Price inflation is the evidence of currency devaluation. The CPI is not a real measure of price inflation. The CPI is methodically massaged – starting with the Arthur Burns Federal Reserve (it was his idea) – to hide the real degree of currency devaluation from all of the money that has been printed since 1971. The CPI report is little more than a tool for political propaganda. In addition, the Fed has made the public’s ability to measure the money supply considerably more difficult over the past 15 years. In 2006 the Bernanke Fed stopped reporting M3, the most accurate measure of the money supply. You can’t see M3 past March 2006. Why? Early in 2021, the Fed changed definitions of M1 and M2. Why? The Fed has done this to disguise the true amount of money supply that has been created over time.
The M2 money supply has increased at annualized rate of 20.2% Since February 2020. The M2 measurement is now 90% of GDP vs 44.4% at the beginning of 2000. Going into 2022, gold is considerably mispriced relative to the amount of currency that has been printed. And silver, at a gold/silver ratio of 79, is extraordinarily mispriced vs gold. Now that the Fed seems intent on tightening its monetary policy per the FOMC meeting minutes released last week, what happens to the price of gold when the Fed begins a rate hike cycle? I’ve mentioned this is the past, but Adam Hamilton, who publishes his Zeal Intelligence newsletter, did a statistical study which concluded that some of gold’s best rate of return periods going back to 1971 have occurred when the Fed goes into a rate hike cycle. The chart I prepared shows this:
Contrary to the mainstream narrative – seeded in ignorance, I might add – that gold moves inversely with interest rates, in the modern fiat monetary system gold rises when the Fed hikes the Fed funds rate. I’m sure you can find Hamilton’s piece using Google to get numerical specifics.

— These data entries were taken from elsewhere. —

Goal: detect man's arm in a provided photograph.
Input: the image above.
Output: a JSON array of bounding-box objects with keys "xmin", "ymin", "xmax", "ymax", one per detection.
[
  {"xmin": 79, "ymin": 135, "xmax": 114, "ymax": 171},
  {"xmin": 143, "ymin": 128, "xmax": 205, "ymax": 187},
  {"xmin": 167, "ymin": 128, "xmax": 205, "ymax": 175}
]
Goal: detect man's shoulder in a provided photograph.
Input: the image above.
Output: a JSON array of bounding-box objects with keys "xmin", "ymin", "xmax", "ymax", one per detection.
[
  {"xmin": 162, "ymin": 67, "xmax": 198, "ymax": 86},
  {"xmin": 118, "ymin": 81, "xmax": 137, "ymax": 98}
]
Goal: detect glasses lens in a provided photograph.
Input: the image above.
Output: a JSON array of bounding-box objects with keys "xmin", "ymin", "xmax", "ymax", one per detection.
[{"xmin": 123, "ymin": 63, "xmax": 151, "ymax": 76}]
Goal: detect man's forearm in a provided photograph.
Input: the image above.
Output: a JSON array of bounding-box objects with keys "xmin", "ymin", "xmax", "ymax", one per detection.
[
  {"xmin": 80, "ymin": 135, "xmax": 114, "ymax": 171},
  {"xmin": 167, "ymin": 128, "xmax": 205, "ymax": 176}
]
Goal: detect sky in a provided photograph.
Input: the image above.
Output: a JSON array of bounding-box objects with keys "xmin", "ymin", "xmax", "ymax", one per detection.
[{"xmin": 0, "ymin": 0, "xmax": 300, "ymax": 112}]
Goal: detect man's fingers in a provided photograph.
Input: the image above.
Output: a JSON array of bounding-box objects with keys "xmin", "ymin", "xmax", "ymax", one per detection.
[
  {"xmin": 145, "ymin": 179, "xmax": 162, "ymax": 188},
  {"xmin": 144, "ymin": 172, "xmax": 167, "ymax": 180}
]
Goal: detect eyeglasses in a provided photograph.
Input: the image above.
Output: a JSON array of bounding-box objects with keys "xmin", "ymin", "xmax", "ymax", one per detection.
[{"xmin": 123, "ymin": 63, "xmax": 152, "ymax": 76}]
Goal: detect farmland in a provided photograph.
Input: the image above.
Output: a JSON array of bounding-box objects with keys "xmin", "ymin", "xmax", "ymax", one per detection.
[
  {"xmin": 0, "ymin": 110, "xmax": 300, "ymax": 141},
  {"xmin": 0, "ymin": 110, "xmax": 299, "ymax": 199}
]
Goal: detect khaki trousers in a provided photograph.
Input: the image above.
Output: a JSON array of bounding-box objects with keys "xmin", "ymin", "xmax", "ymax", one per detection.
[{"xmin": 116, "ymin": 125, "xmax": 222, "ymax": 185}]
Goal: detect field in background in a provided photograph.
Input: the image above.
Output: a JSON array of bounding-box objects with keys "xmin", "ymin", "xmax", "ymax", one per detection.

The rationale behind this is that, in every instance, when the Fed finally acknowledges that price inflation is a problem that needs to addressed with tighter monetary policy, flight to safety money moves into gold because the market has determined that the Fed is way behind the inflation curve and the start of a rate hike cycle is the signal to the market that inflation is going to get worse. Furthermore, the Fed will not act quickly enough to get ahead of the problem.
Since the 1990’s, the Fed tends to start an interest rate hike cycle at a time when the economy is already rolling over. Gold’s price rise along with the Fed funds rate is the expectation that the Fed will have to cut its rate hike cycle well short of plan in an effort to re-stimulate the economy. You can see that in the chart above in which each rate hike cycle since the mid-1980’s gets shorter then is abandoned and reversed at a lower Fed funds rate.
To the extent that there’s weakness in the precious metals sector connected to the Fed’s shifting policy stance and the resultant blood bath in the stock market, I expect the weakness to be short-lived and the dynamic reflected in the chart above will kick-in. I also think that a severe economic recession will force the Fed to abandon its tightening stance by mid-2022 and resume its money printing and near-ZIRP monetary policies. This will serve as rocket fuel for the precious metals sector.